Amanda Knox, the student convicted of killing her British roommate in Italy, is "very cautious" about the verdict of her appeal, her sister has said.

Deanna Knox, 22, who is in Perugia for the verdict, said her sister "doesn't want to get too hopeful" because she "doesn't want to get crushed".

But she said Knox was "happy" to see her family in Italy again.

The BBC's Daniel Sandford said things were becoming tense in Perugia and the decision could come on Saturday.

Along with ex-boyfriend Raffaele Sollecito, Knox is trying to overturn the guilty verdict over Meredith Kercher's murder.

The pair were convicted of murdering Ms Kercher, a 21-year-old exchange student from Coulsdon, south London, in 2007.

Knox was sentenced to 26 years in prison, while 27-year-old Italian Sollecito was given 25 years.

Speaking to the BBC, Deanna Knox, who had not seen her sister for eight months, said the family were in Perugia to "cheer [Amanda] up and make sure she feels loved".

"[Amanda's] being very cautious about how she feels, because she doesn't want to get too hopeful and then be found guilty again, she doesn't want to be crushed. I think she is staying pretty neutral in that it could go either way, so she is keeping herself safe," she said.

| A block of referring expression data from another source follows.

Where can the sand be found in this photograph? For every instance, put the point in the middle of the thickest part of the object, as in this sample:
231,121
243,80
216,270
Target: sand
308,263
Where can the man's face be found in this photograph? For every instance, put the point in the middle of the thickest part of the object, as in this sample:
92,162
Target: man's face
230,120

Deanna also told the BBC she was surprised that the Kercher family's lawyer, Francesco Maresca, chose to show pictures of Meredith Kercher's body to the court.

"[He] didn't ask for courtroom to be cleared and they just decided to show these pictures and I think they were going for the shock factor - if that was my sister and my family I would not be happy with the fact he did that.

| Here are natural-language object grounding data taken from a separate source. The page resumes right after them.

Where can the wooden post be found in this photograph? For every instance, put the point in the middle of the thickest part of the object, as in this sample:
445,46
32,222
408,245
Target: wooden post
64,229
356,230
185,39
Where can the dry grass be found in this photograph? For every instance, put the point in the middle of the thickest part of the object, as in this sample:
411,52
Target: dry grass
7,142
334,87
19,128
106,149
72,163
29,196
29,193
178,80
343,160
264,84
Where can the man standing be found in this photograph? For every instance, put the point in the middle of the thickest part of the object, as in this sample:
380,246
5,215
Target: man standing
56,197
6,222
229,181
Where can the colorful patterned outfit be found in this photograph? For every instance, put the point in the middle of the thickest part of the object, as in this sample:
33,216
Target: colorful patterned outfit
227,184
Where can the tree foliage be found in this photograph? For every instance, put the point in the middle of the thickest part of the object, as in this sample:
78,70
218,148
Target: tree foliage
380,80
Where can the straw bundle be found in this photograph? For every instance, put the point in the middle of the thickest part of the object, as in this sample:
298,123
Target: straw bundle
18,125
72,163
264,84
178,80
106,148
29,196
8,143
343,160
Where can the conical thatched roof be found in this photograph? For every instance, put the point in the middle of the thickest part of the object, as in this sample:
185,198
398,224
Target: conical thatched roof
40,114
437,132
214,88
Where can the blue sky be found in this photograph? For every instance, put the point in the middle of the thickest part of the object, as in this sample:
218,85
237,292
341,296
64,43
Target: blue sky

"He did come back and apologise but I was just really shocked by his actions," she said.

She went on to say if her sister was freed, the first thing she would want to do would be to "hug her and catch up on things".

"And just do a lot more with her and try to spend every moment that I get with her," she added.

Another sister, Ashley, 16, also in Perugia, said it was a "wonderful feeling" to have all four sisters together again.

Her youngest sister, Delaney, 13, said if Knox was freed she "wanted to catch up on the four years we have missed her not being there".

Knox and Sollecito have spent almost a year appealing against their convictions, and a verdict in the case is expected by early October.

A third person - Rudy Guede, 21 - was also convicted of Miss Kercher's murder in a separate trial and is serving a 16-year term.

Guede also denied wrongdoing but his conviction has been upheld on appeal.